New parents, is your baby’s gummy smile the cutest thing ever? Do your part to keep it healthy by avoiding baby bottle tooth decay.
Tooth decay can happen in very young children when they’re put down for a nap or at bedtime with a bottle of sugary liquid, such as formula, juice or milk. The baby may fall asleep with the bottle in his mouth and the liquid will stick to his teeth for hours at a time. The liquid combines with the bacteria in the baby’s mouth, causing tooth decay.
Dipping a pacifier in sugar or syrup can also increase the bacteria in a baby’s mouth. It’s particularly bad to give babies a bottle with sugary liquids when they’re in bed because saliva production lessens during sleep. Saliva helps wash away bacteria in your mouth.
There’s a myth that baby teeth aren’t that big a deal. They drop out to make way for permanent teeth, right?
In reality, baby teeth are necessary for a very young child to chew, eat and learn to speak. They act as placeholders for adult teeth. Untreated decay can lead to pain and dental problems throughout childhood.

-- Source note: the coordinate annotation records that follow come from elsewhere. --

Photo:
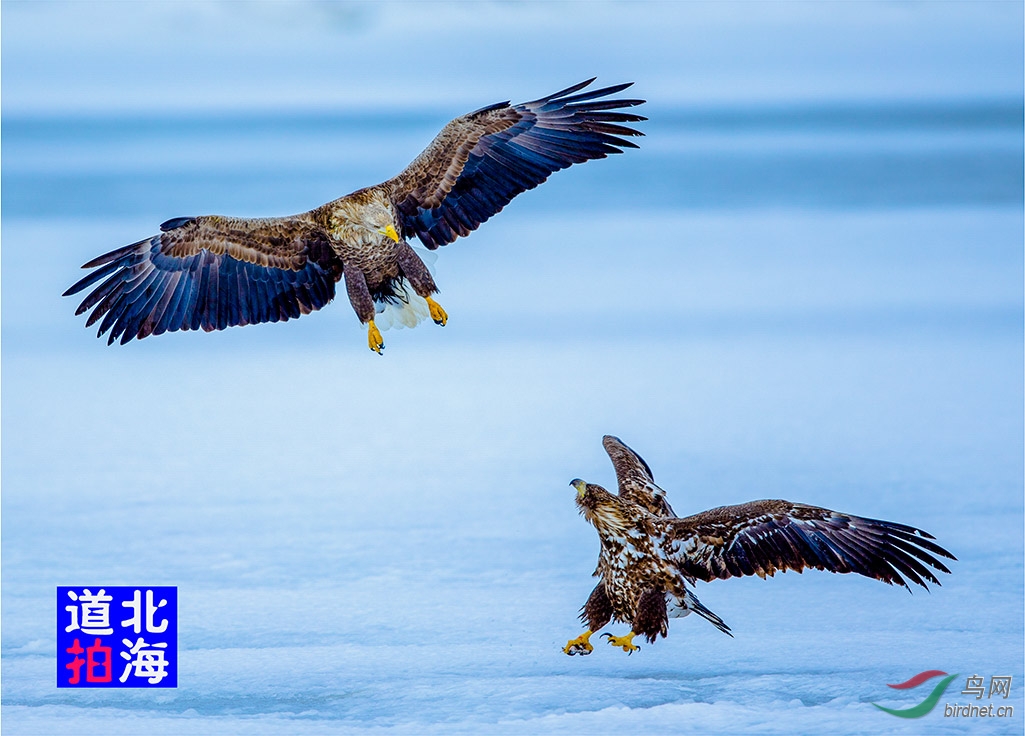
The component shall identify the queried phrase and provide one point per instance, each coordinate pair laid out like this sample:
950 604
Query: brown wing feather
637 484
210 273
479 162
761 537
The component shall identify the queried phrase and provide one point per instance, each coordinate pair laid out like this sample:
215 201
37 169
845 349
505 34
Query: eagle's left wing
210 273
761 537
479 162
637 484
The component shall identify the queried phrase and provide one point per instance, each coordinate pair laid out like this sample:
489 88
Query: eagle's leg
625 642
596 613
363 304
580 645
423 283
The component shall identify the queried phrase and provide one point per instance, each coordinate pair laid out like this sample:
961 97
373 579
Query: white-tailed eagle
212 272
649 557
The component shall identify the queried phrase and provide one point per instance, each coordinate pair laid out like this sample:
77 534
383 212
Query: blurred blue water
894 155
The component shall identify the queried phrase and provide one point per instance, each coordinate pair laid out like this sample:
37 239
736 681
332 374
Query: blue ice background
806 284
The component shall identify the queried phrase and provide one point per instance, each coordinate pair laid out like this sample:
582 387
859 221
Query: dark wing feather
479 162
636 481
210 273
761 537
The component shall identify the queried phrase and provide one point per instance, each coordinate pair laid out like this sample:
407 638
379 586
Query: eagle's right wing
763 537
636 481
210 273
480 161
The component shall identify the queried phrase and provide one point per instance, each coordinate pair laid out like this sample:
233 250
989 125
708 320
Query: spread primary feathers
212 272
649 557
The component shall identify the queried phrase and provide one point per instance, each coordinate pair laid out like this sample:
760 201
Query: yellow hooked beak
391 233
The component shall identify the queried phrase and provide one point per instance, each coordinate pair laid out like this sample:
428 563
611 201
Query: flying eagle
212 272
649 556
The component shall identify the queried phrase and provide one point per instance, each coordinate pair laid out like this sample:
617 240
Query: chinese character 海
149 661
975 687
136 619
95 612
999 686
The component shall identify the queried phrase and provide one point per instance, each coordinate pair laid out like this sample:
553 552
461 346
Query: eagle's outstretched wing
637 484
479 162
210 273
761 537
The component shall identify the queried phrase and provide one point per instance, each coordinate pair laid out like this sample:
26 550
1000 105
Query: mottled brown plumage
211 272
649 557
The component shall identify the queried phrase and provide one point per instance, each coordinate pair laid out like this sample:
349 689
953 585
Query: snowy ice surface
820 303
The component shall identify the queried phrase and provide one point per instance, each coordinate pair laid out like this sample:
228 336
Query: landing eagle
212 272
649 557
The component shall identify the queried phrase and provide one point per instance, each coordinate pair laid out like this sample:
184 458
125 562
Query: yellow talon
580 645
625 642
439 315
374 337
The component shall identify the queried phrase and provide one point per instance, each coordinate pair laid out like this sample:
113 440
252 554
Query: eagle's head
376 217
605 510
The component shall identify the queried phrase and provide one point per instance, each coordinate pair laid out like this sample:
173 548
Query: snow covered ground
803 295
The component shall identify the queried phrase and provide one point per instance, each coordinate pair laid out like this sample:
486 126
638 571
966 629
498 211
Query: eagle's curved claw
625 642
374 337
580 645
439 315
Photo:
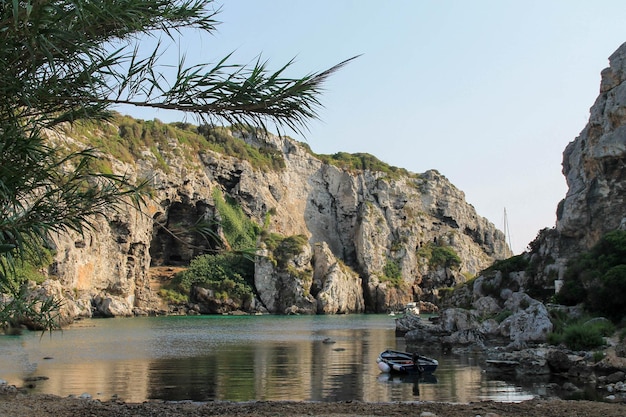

The good news? Baby bottle tooth decay can be prevented. Here’s how:
- Don’t put your baby to sleep with a bottle full of sugary liquids or a pacifier dipped in syrup or sugar. If you baby needs a bottle to get to sleep, fill it with water instead.
- Wipe your baby’s gums with a clean gauze or washcloth after each feeding.
- Use a “smear” of toothpaste on your baby’s teeth up to age 3. From ages 3 to 6, put a “pea” size amount of toothpaste on a child’s toothbrush.
- Help your children brush their teeth to make sure it’s done thoroughly.